L'écrivain Ariel Bermani nous raconte Maradona, héros du roman national argentin
Ariel Bermani est un écrivain argentin, poète et supporter du Club Atlético Independiente de Buenos Aires. Il a publié seize livres couronnés de plusieurs prix littéraires. Ruptures, traduit en français par Pierre Fankhauser et publié en Suisse chez BSN Press, raconte la dérive de Ric, un ancien gamin des quartiers populaires marié à Dolores, bourgeoise matérialiste.
Mercredi matin, Ariel Bermani sortait de la piscine quand il a reçu le message d’un ami: «Maradona est mort.» Il n’y a pas cru, pas plus que les précédentes fois: dans les médias, Maradona faisait régulièrement l’objet de fausses rumeurs.

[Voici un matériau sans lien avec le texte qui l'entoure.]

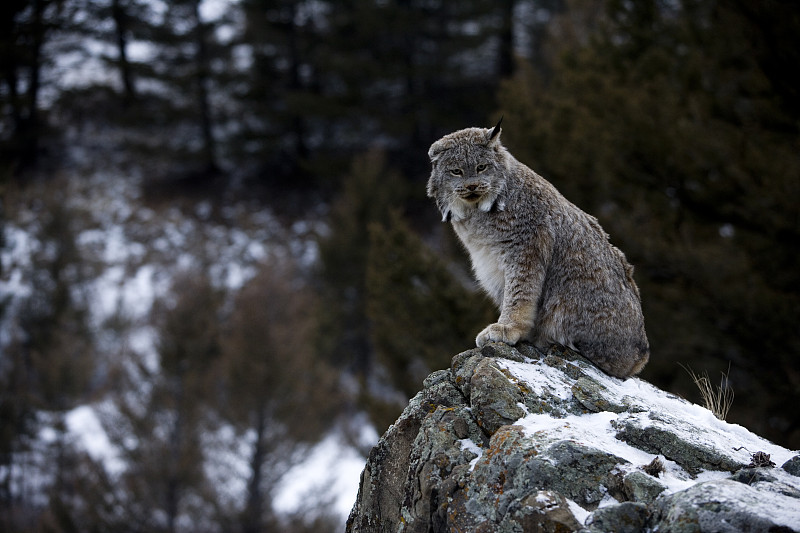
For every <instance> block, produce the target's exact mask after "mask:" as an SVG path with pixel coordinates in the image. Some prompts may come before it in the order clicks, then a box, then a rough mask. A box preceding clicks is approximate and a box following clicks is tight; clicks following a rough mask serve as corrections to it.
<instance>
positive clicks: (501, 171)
mask: <svg viewBox="0 0 800 533" xmlns="http://www.w3.org/2000/svg"><path fill="white" fill-rule="evenodd" d="M495 130H496V131H495ZM503 151H504V149H503V148H502V145H501V144H500V142H499V128H494V129H484V128H469V129H466V130H461V131H459V132H456V133H455V134H451V135H448V136H445V137H443V138H442V139H440V140H439V141H437V142H435V143H434V144H433V145H432V146H431V148H430V150H429V151H428V156H429V157H430V159H431V163H432V165H433V170H432V172H431V177H430V180H429V181H428V196H429V197H431V198H433V199H434V200H435V201H436V205H437V207H438V208H439V211H441V213H442V220H443V221H449V220H452V219H454V220H462V219H464V218H466V217H467V216H469V213H470V211H471V210H475V209H477V210H480V211H484V212H486V211H491V210H492V209H498V210H503V209H504V207H505V206H504V203H503V201H502V199H501V195H502V192H503V190H504V182H505V180H504V177H503V172H504V171H505V165H504V164H503V163H504V158H503V153H502V152H503Z"/></svg>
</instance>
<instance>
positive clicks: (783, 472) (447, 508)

Nous l’avons contacté pour qu’il nous livre sa vision de Diego Maradona, personnage emblématique de la culture argentine et mondiale. Derrière lui, une télévision allumée diffuse les premiers affrontements entre la police et l’immense foule massée aux portes du palais présidentiel, venue se recueillir sur le cercueil de la star. Affligé par ces images, Ariel Bermani croque dans un glaçon – en cette fin de printemps, il fait déjà chaud dans la ville électrique.
Pandémie et récupération politique: «Rassembler des dizaines de milliers de personnes en pleine pandémie? C’est une folie. Une veillée funèbre à la Casa Rosada, on n’avait pas vu ça depuis la mort de Nestor Kirchner en 2010. Là aussi, il y avait eu des débordements. Pour moi, ce n’est pas un hommage, c’est de l’opportunisme, une manière de capitaliser sur sa mort. Maradona a toujours fait l’objet de récupérations politiques, à cause de sa popularité. Il suffisait de poser avec lui pour s’assurer des milliers de votes. En Argentine, le Covid a fait 32’000 morts, les rassemblements de plus de huit personnes sont toujours interdits. Jusqu’à très récemment, on ne pouvait même pas dire au revoir aux défunts de sa propre famille. 2020, c’est une année rude. Quino, le père de Mafalda est mort. Le compositeur Gabo Ferro est mort. Le cinéaste Fernando Solanas est mort. Et aujourd’hui, Maradona. Mais les images que je vois me désolent: cette veillée funèbre est un acte de grande inconscience de la part du gouvernement.»
Diego Maradona, créature romanesque: «Maradona est un personnage de fiction par excellence. D’abord parce que les gens le connaissent indirectement, par le truchement des médias, comme c’est le cas des personnages de littérature et de cinéma. Ensuite, parce qu’il a connu des dizaines de métamorphoses et de renouvèlements. Depuis 1976, date de ses premières apparitions publiques, il a changé 1000 fois d’apparence. Physiquement, sa capacité de transformation est bestiale. Son tempérament aussi: capricieux, narcodépendant, exalté, sans freins ni limites, disant toujours ce qu’il pense, sûr de sa vérité.